The CLU® designation is one of the oldest and most respected credentials in financial services, dating back to the late 1920s. It represents a thorough understanding of a broad array of personal risk management and life insurance planning issues and stresses ethics, professionalism, and in-depth knowledge in the delivery of financial advice.

To attain the right to use the CLU® marks, an individual must satisfactorily fulfill the following requirements:

  • Education Requirements:  CLU® candidates must complete eight college-level courses, five required and three electives. The required courses include Fundamentals of Insurance PlanningIndividual Life Insurance; Life Insurance LawFundamentals of Estate Planning; and Planning for Business Owners and Professionals.

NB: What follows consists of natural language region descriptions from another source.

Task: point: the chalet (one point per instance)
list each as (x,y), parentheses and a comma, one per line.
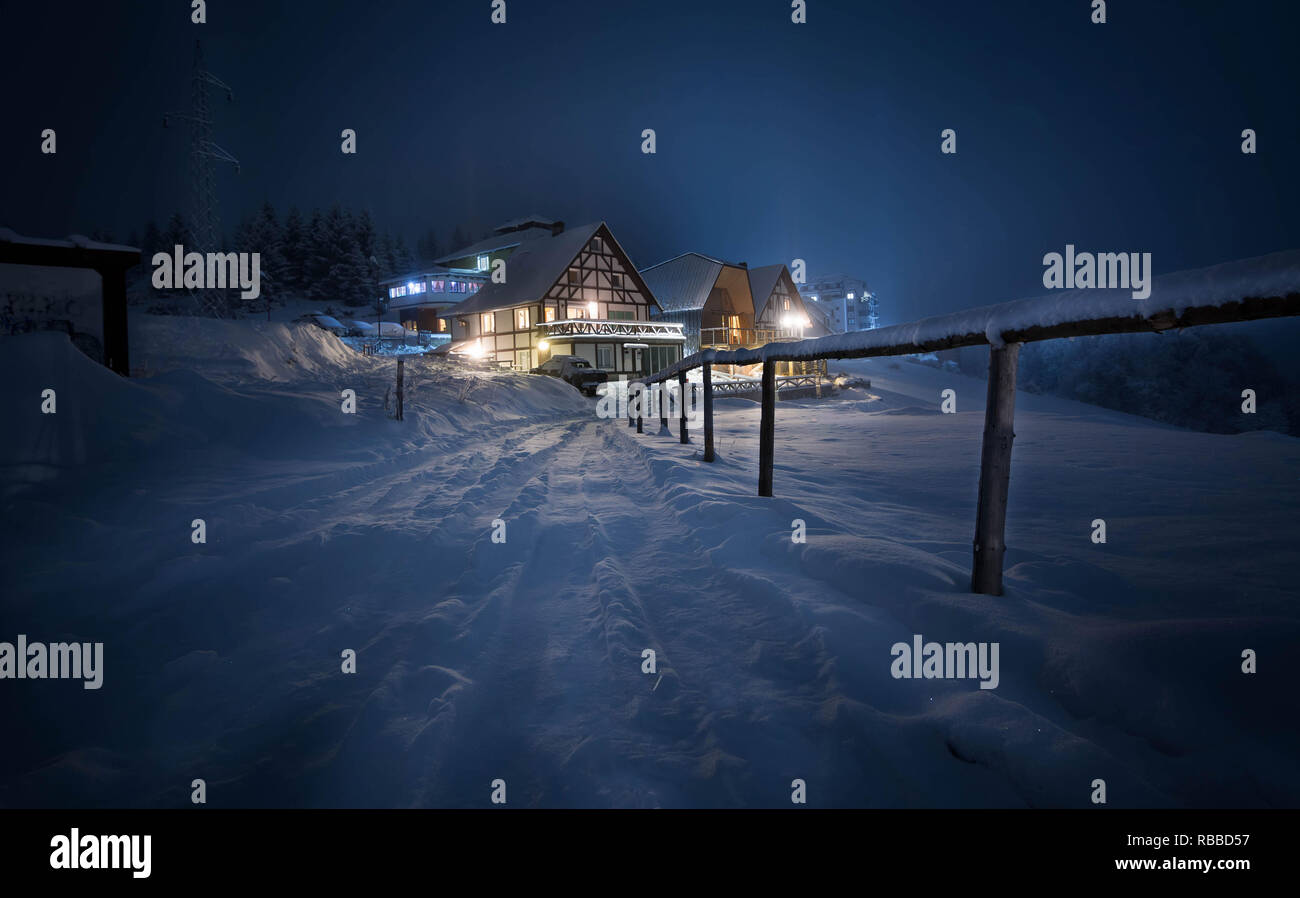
(778,303)
(716,304)
(420,298)
(563,293)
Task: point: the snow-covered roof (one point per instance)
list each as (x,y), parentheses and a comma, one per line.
(762,282)
(527,221)
(495,243)
(683,283)
(529,272)
(1177,299)
(73,242)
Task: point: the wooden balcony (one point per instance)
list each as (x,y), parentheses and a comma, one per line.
(749,338)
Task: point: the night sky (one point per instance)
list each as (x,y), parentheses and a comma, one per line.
(775,141)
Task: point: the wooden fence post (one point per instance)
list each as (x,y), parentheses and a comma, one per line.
(709,413)
(767,430)
(995,471)
(681,407)
(401,373)
(113,299)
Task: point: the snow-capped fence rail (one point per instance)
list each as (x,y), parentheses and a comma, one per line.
(1246,290)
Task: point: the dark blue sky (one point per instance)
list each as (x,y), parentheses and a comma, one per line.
(775,141)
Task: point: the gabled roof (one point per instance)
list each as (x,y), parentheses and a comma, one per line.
(762,282)
(527,221)
(529,272)
(683,283)
(494,243)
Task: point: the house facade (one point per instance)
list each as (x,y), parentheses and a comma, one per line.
(846,302)
(780,307)
(559,293)
(420,298)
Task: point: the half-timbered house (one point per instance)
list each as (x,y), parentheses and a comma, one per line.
(560,293)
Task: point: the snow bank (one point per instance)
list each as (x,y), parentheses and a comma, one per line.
(1262,277)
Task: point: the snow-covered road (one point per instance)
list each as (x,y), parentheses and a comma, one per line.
(521,660)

Elective topics cover financial planning, health insurance, income taxation, group benefits, investments, and retirement planning.

  • CLU® Examination Requirements:  Eight closed-book, course-specific, two-hour proctored exams;

  • Experience Requirements:  Candidates are required to have three-years of full-time, relevant business experience; and

  • Ethics Requirements:  Must adhere to The American College’s Code of Ethics, which includes the following professional pledge: “I shall, in light of all conditions surrounding those I serve, which I shall make every conscientious effort to ascertain and understand, render that service which, in the same circumstances, I would apply to myself.”

Continuing Education 

To retain the Chartered Life Underwriter® designation, a CLU® must obtain thirty hours of continuing education every two years.